New grooves on I-540 to improve rain traction

— Whenever it rains, Phillip Pense notices that Interstate 540 north of the Bobby Hopper Tunnel gets a little slippery.

“You’re more prone to sliding there in rainy weather,” said Pense, who helps run a family-owned fruit nursery in Mountainburg. He drives his Nissan pickup on I-540 to Fayetteville every couple of weeks for shopping or business. “It seems like the water doesn’t shed off the highway.”

State highway officials hope to help solve the problem by roughening 4 1/2 miles of I-540 between the Bobby Hopper Tunnel and the Winslow interchange.

The project “will improve traction,” highway Commissioner Dick Trammel of Rogers said.

The Arkansas Highway Commission opened bids last week for that project and two others on or near I-540 and U.S. 71 in Northwest Arkansas.

The apparent low bid to groove the four-lane interstate was $273,565 from Chester Bross Construction Co. of Hannibal, Mo. Trammel said work could begin in two to four weeks and should be complete by year’s end.

Other projects around I-540 include:

$160,889 to plant wildflower seeds along I-540 from Interstate 40 to the southern part of Fayetteville. The apparent low bidder was Time Striping Inc. of Van Buren. The work should be finished this year.

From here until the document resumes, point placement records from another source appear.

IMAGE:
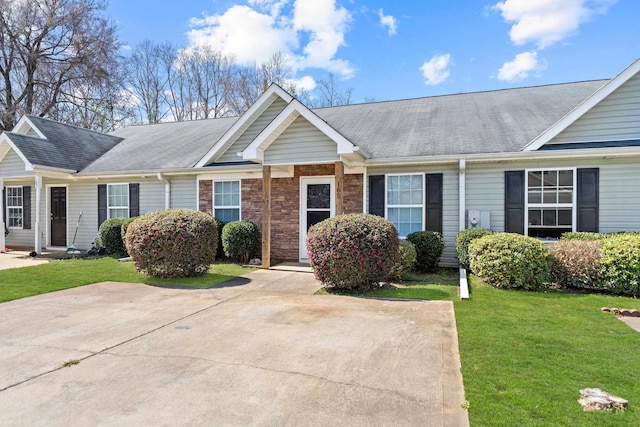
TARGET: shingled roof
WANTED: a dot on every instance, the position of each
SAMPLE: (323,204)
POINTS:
(65,147)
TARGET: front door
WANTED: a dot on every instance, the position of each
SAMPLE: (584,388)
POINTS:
(317,202)
(58,216)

$78,071 to build a pavement and scenic overlook on U.S. 71 above Lake Fort Smith, just north of Mountainburg. The apparent low bidder was TNT Inc. of Van Buren. The overlook should be ready for sightseers by December.

The state also announced one more Northwest Arkansas project in Wednesday’s bid opening: a $4.47 million bid to widen about one mile of Rena Road to three lanes in Van Buren. Apparent low bidder was Forsgren Inc. of Fort Smith.

Among the projects, I-540 was the biggest safety concern. The stretch the state has targeted carries about 6,000 motorists a day, according to a state Highway and Transportation Department spokesman.

District engineer Joe Shipman said his office had noticed instances of motorists losing traction in the area north of the tunnel. “We went back and looked at accident reports. We looked at the pavement itself,” he said.

The Highway Department always rakes the surface of newly poured concrete to leave tine marks about 1/8-inch deep for better traction, Shipman said. But those marks aren’t as visible as they should be on I-540 south of Winslow.

“We noted the other day that a lot of the tining has worn out there,” he said. “Whether that’s normal wear is hard to say.”

Someone suggested scraping the pavement too hard during winter snowplowing and de-icing could have caused the wear. Whatever the reason, Shipman said, the pavement is too smooth.

Trooper Ted Grigson of the Arkansas State Police, who patrols southern Washington County near the tunnel almost daily, said he can see a rainwater problem over parts of I-540 south of Winslow and north of the tunnel during hard rain.

Water runs toward and down the median, then back across the highway, he said.

“It might be only a half-inch deep, but it’s like a miniature little river covering the road,” Grigson said. “If people would slow down 15 miles per hour when it’s raining, it would save a lot of headaches. We policemen think water is just a degree or two less slick than ice.”

Pense has been driving from his home to the Fayetteville area for more than three decades. He points out that I-540 is far better than the old route along U.S. 71.

“As long as it’s not raining, 540 is pretty good. But a few stretches can be kind of spooky” in hard rain, Pense said. “Maybe the grooves will help.”